Son ton sérieux provoqua des rires, que l'arrivée soudaine d'une silhouette encapuchonnée interrompit.
Idsou, se réjouit Flore.
Les barrières mentales, farouches, l'avaient informé de son identité. En revanche, Brian se rua vers le garçon, une électase dégainée.
— Décidément, tu aimes m'accueillir avec une arme ! railla le Kaliornais.
— Quand tu passeras la porte d'entrée comme tout le monde, j'effectuerais la plus belle des révérences.
Ils se saluèrent, amusés, et Idsou s'approcha de Sojeyn.
— J'ai réussi la mission que vous m'aviez confiée. Les Astrydiens ont installé des défenses solides au palais d'Auralia, plusieurs jours sur place n'ont pas été de trop pour en établir des plans précis.

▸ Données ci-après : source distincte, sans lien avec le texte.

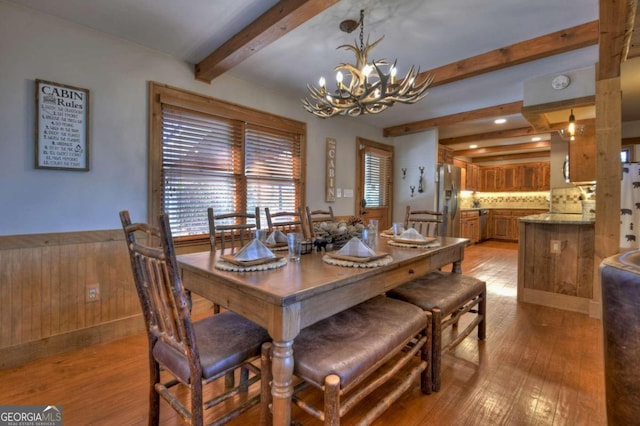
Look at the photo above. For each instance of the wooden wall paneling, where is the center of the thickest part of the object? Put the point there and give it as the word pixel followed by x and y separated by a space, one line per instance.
pixel 586 253
pixel 566 262
pixel 43 282
pixel 544 261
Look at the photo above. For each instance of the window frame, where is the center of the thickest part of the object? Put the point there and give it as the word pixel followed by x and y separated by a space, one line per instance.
pixel 161 94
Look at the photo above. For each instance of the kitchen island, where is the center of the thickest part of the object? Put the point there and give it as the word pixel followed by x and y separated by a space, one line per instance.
pixel 556 261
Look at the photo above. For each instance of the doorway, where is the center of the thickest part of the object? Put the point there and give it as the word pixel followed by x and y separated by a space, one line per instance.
pixel 374 182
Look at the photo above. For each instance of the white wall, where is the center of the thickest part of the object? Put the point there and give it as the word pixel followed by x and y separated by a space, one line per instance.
pixel 412 152
pixel 116 72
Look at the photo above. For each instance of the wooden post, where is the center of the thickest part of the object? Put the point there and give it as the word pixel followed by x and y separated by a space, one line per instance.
pixel 608 145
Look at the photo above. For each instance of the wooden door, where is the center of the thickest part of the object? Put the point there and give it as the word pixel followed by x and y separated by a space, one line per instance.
pixel 374 189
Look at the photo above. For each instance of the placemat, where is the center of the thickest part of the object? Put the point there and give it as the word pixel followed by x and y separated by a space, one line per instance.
pixel 424 246
pixel 349 264
pixel 223 265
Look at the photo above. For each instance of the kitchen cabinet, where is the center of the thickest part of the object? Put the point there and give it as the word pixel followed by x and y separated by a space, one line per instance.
pixel 515 177
pixel 473 177
pixel 470 225
pixel 504 223
pixel 555 262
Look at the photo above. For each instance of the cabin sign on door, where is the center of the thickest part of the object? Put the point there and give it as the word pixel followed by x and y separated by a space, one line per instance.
pixel 330 175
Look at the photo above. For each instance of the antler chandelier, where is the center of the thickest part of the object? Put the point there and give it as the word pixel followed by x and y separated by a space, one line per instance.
pixel 366 88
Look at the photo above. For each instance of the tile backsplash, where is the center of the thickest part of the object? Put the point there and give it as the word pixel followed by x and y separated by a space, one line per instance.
pixel 506 200
pixel 566 200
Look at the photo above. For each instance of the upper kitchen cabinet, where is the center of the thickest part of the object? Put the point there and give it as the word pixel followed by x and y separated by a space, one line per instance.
pixel 515 177
pixel 473 177
pixel 534 176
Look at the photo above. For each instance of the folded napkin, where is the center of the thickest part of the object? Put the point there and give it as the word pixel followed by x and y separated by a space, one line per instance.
pixel 356 248
pixel 252 251
pixel 276 236
pixel 412 235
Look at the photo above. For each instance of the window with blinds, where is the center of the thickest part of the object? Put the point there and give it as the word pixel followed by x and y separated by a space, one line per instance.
pixel 227 164
pixel 377 174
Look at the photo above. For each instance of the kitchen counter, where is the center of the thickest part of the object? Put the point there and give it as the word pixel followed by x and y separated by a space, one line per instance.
pixel 557 218
pixel 556 262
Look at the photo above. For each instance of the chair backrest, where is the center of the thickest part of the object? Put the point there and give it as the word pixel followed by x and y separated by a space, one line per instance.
pixel 426 222
pixel 162 297
pixel 317 216
pixel 232 229
pixel 284 221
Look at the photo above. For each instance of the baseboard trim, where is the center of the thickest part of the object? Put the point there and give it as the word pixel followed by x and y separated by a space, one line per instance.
pixel 14 356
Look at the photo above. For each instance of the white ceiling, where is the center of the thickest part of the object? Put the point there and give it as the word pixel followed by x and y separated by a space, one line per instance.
pixel 425 33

Son ton devenu distant, en accord avec le corps droit, agaça Flore. Il partait du mauvais pied. Calé au fond de son fauteuil, Sojeyn, lui, affichait un visage impénétrable, par-dessus ses mains jointes sous son menton. Le reflet de ses cheveux avait viré au bleu métallique, il ne cherchait pas à cacher son émotion. Glaciale. La température semblait plus basse dans le salon et Litcho fixait Sojeyn, intrigué. Dans ce silence pesant, son frère déclara :
— Toute tentative d'un kiriahni a échoué. Soit la personne est décédée, soit elle a été mise sous contrôle par les Astrydiens, ce qui aboutissait à sa mort quand on essayait de récupérer les plans. Je ne donnerai pas foi aussi simplement à ce que vous nous raconterez.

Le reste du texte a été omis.